What is a tracker mortgage?
There are thousands of mortgage products available on today’s market, and knowing which one is right for you can be a real headache. However, they generally fall into one of two camps – fixed or variable.
Tracker mortgages are a kind of variable mortgage which usually tracks the Bank of England base rate at a certain percentage above or below it.
Tracker deals are usually offered for an introductory period of between 2 and 5 years, after which you will be moved on to your lender’s standard variable rate. Some lenders offer a lifetime tracker, which tracks the base rate for the whole duration of your mortgage.
What are the advantages?
- The main attraction of a tracker mortgage is that if the base rate goes down, your monthly payments will reduce too. If the base rate is low, you will pay less than you would have if you’d locked into a fixed rate mortgage.
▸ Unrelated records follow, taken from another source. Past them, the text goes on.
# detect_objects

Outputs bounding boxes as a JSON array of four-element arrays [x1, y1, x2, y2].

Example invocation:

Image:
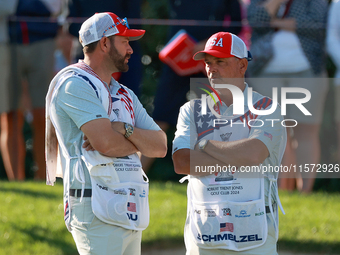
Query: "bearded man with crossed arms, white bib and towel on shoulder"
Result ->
[[46, 12, 167, 255]]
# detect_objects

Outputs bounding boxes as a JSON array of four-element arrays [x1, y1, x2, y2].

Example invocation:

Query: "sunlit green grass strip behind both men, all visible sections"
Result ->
[[0, 181, 340, 255]]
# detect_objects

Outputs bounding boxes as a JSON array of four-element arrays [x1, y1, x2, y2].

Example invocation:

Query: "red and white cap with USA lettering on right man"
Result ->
[[193, 32, 252, 61]]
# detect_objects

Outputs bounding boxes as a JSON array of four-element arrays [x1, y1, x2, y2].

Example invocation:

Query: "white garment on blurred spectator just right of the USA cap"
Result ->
[[264, 30, 310, 73]]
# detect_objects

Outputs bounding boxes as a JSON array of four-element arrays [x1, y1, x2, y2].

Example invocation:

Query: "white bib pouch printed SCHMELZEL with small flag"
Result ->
[[185, 176, 268, 251]]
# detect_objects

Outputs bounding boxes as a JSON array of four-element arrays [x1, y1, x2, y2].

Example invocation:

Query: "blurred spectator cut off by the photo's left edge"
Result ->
[[0, 0, 18, 181]]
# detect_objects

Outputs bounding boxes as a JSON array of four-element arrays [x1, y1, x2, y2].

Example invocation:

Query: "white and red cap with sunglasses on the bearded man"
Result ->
[[79, 12, 145, 47]]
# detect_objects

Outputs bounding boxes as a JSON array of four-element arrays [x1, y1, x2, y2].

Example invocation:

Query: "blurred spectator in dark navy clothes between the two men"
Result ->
[[142, 0, 242, 171]]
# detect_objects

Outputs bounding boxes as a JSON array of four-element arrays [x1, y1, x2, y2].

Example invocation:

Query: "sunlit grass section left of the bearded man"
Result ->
[[0, 182, 75, 255]]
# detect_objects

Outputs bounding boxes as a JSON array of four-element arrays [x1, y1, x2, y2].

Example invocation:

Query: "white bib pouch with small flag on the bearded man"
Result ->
[[91, 173, 149, 230]]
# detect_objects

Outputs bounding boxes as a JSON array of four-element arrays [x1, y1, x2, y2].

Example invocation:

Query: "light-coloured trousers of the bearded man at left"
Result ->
[[70, 197, 142, 255]]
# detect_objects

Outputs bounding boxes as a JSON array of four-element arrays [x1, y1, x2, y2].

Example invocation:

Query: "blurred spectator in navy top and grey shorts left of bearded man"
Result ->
[[1, 0, 61, 180]]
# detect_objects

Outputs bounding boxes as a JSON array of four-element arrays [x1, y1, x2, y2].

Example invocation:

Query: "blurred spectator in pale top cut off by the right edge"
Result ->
[[327, 0, 340, 162]]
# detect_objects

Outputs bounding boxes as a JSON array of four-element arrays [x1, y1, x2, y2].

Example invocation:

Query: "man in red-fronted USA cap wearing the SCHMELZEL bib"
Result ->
[[173, 32, 286, 255]]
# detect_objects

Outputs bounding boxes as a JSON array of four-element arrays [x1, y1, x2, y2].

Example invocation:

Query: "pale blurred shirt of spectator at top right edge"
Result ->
[[326, 0, 340, 86]]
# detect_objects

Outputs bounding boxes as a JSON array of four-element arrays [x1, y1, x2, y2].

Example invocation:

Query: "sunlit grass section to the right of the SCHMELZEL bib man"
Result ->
[[279, 192, 340, 254]]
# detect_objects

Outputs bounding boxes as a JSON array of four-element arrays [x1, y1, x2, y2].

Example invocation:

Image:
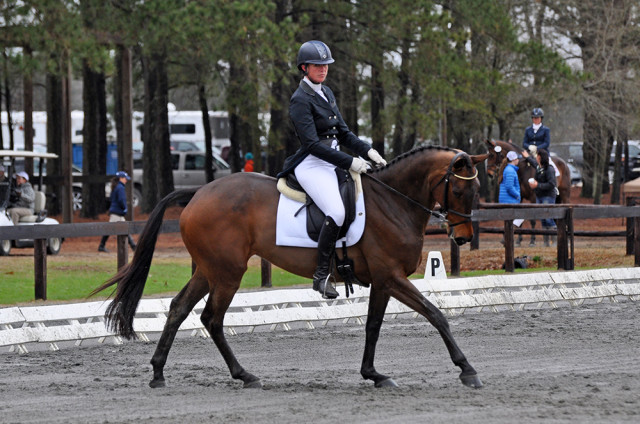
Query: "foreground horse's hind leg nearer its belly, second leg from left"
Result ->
[[200, 280, 262, 388]]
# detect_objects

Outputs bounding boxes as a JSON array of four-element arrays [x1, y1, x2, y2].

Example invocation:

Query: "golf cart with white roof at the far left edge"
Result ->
[[0, 150, 63, 256]]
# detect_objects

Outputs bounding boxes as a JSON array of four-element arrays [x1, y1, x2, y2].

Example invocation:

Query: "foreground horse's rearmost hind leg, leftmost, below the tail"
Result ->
[[149, 269, 209, 387]]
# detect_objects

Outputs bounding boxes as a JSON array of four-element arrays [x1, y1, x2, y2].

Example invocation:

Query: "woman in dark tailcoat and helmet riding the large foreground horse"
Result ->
[[278, 40, 387, 299]]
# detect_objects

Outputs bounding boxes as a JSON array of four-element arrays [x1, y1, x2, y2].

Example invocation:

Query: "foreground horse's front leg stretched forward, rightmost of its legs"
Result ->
[[389, 278, 482, 388]]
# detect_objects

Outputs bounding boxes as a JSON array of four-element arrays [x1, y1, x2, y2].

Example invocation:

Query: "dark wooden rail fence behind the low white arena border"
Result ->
[[0, 203, 640, 300]]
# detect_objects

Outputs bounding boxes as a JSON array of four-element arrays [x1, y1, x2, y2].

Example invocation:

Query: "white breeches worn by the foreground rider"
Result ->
[[294, 151, 345, 227]]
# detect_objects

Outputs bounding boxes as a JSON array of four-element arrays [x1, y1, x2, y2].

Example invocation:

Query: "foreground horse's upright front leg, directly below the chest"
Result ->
[[360, 286, 398, 387]]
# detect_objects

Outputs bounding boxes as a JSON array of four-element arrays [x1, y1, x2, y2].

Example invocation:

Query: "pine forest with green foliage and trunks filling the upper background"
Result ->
[[0, 0, 640, 216]]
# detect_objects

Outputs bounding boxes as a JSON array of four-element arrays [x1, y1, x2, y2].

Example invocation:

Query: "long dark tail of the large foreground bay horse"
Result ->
[[89, 188, 198, 339]]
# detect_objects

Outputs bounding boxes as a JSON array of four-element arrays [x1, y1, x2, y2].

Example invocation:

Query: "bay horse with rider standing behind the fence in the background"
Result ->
[[485, 140, 571, 245]]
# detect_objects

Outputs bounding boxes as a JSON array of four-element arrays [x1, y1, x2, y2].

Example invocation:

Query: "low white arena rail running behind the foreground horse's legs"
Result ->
[[0, 268, 640, 353]]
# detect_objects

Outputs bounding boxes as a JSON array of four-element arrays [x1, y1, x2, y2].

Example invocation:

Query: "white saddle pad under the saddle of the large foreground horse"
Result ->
[[276, 193, 366, 248]]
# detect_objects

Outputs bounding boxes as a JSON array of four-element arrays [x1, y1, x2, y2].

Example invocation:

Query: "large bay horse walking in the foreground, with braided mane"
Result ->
[[92, 146, 487, 388]]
Of course, the opposite also applies. If interest rates go up, you’ll be faced with the prospect of higher monthly payments.
What are the drawbacks?
- Introductory deals usually charge repayment penalties if you want to leave your mortgage early, and these can run into the thousands. Lifetime trackers may not charge early repayment fees, but make sure you read the small print before signing on the dotted line.
Is it for me?
Before committing to any kind of variable mortgage, ask yourself whether you’d be able to afford an increase in your monthly repayments. If you’re comfortable with the prospect of fluctuating payments, then a tracker mortgage could be a good option. If you’re on a budget and would struggle to make higher monthly payments, a tracker deal may not be for you.
Many people prefer to know exactly what their mortgage payments are going to be, month after month. If this sounds like you, opt for a fixed rate mortgage. Your monthly payments will remain the same for the duration of your deal, which can make it easier to manage your money.
Or if you don’t mind the idea of a variable rate mortgage, but want to limit your monthly payments, think about a capped mortgage. Your payments can go up or down along with the base rate, but they won’t rise above a certain ‘cap’.
Everyone’s circumstances and personal preferences are different. If you’re not sure which kind of mortgage is right for you, it’s worth finding a good, Independent Financial Advisor to talk you through the options in more detail.